This is the place I rant about life's heartaches when I feel I can't say it anywhere else. My voice is buried beneath shadows, but I feel someday what I have to say might mean something to someone...

Monday, April 12, 2010

I might as well admit it...

Though some of this is a bit TMI... definitely PG-13...
My Twitter rant from one of the biggest panic attacks I have had in a while put into blog form:

(Note: Thursday marks the one year anniversary of when an 18 year old named Mark violently raped me).



I really just want to cry today. I cried this morning. But again, I haven't been able to cry since. I just feel dull, numb... Dying. Physically & emotionally.
I need someone to hold me right now. But who would want to hold this mess?
I want this rain to wash me away....

OK... I will be honest... innocents turn away...
I want sex. But I want the kind of sex that means something. Not a joke, not a tease... I want to be able to look into someone's eyes and know that for that moment at least, he wants me and me and me alone.
I want to get these images of violence out of my head.... 4 days until the anniversary of what Mark did to me...
I want to feel LOVED dammit! And whatever anyone says, sex is PART of love- or it's SUPPOSED to be. I've HAD that! But I always lose it...
I always just end up with this darkness in me....
"Old, alone, done for... worthless, useless... unloved... used... betrayed"...the words wont stop echoing...
I need to eat, but food was only appealing for about 5 minutes...I can't concentrate enough to finish editing my story, do my hw, clean the house, pay my bills... I'm just a shell right now. I dont know why and I just hate it... I want to scream, to cry... and have someone hold me as I do, then wipe my tears away and make me forget the nightmare of my life ever happened.
But as usual, it's me, this hell-hole... and rain pouring outside my window.
And tons of men begging me to let them use my body. It is both what I want and not... because what I had was missing. I want them to shut up. Stop asking when I'm coming over again... and to shut up that voice... so that I can be whole again.

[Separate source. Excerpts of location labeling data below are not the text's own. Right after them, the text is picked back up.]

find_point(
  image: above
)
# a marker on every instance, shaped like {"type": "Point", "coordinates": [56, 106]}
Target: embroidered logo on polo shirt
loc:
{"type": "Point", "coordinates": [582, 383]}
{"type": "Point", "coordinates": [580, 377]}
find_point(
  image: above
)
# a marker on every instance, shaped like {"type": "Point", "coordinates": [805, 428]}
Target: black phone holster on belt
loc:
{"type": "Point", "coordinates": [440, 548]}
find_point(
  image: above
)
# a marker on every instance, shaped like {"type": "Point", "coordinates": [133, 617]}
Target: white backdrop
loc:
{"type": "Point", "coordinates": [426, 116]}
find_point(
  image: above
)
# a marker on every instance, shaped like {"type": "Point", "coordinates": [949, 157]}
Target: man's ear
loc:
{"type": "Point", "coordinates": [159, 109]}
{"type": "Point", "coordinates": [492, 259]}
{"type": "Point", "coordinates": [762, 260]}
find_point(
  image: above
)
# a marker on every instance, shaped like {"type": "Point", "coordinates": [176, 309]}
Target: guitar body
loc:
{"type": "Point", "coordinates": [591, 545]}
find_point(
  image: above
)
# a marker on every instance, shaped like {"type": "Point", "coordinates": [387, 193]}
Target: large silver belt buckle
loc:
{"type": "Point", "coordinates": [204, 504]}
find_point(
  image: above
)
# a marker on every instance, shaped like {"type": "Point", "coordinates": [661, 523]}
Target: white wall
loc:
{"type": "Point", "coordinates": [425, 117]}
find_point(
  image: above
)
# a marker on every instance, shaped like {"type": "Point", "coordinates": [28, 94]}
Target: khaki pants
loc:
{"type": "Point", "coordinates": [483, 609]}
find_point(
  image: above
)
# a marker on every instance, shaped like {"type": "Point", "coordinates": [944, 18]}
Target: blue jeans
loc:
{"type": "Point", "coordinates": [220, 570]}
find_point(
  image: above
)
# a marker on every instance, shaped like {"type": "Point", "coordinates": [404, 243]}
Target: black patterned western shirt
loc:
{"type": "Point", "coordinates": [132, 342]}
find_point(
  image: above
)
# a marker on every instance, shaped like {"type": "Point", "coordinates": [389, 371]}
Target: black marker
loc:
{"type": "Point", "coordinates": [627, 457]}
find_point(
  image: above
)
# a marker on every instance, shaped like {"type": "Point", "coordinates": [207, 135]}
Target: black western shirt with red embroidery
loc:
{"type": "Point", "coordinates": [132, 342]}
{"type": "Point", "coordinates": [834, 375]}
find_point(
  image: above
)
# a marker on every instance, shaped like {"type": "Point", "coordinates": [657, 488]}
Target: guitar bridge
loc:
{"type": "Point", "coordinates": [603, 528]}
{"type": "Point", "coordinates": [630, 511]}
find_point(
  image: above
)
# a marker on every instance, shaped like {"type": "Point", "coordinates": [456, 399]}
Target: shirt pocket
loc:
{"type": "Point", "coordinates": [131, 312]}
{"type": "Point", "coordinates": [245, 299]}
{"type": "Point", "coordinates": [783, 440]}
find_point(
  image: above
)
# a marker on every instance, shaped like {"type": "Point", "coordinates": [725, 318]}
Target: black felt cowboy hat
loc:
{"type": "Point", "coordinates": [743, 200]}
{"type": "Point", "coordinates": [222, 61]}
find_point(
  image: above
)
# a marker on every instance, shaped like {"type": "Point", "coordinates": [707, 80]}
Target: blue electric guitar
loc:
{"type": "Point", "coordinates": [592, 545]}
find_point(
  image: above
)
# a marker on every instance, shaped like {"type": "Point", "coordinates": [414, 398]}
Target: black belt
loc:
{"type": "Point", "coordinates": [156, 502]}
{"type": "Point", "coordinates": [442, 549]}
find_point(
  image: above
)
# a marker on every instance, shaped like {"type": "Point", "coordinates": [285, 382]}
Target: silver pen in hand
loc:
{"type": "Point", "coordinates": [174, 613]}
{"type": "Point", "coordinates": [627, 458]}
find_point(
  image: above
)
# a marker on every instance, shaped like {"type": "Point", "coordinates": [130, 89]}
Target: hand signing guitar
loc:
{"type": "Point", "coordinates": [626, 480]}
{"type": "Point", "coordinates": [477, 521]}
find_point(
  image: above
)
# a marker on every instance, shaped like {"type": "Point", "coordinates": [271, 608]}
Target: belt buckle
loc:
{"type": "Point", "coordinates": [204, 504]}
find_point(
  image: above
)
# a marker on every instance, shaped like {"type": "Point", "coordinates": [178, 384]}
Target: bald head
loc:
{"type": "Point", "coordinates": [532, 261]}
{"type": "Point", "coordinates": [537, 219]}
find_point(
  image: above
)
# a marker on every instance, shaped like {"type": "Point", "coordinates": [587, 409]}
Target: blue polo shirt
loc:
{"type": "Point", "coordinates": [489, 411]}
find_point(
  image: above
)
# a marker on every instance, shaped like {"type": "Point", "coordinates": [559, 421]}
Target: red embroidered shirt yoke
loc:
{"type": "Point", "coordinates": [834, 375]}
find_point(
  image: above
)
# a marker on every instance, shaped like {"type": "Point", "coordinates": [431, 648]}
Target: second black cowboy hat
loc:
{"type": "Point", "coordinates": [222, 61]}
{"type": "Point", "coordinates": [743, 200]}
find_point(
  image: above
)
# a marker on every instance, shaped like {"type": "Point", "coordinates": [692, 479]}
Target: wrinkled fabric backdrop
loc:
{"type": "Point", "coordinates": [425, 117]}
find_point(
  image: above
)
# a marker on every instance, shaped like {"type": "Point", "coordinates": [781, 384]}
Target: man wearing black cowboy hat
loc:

Does anyone even remember what I used to be like? Is that why you stick by me? Are you, too, waiting with me, hoping desperately that who I was before will come back to stay?
Why does anyone stay? And why didn't I succeed January 1?
How many have I loved thoroughly and truly? How many have truly loved me back? I will probably never know...
I guess I should just be happy that I ever had a moment. On one hand those moments make lie worth living. On the other... them being gone makes life 1 million times worse... about THIS I am lost...
It's the part of me that knows I was made for more... but says I will never find more here... and begs me to leave here because it doesnt know how much more void it can take.
I'm always told "in another life"... So let's hope re-incarnation is real...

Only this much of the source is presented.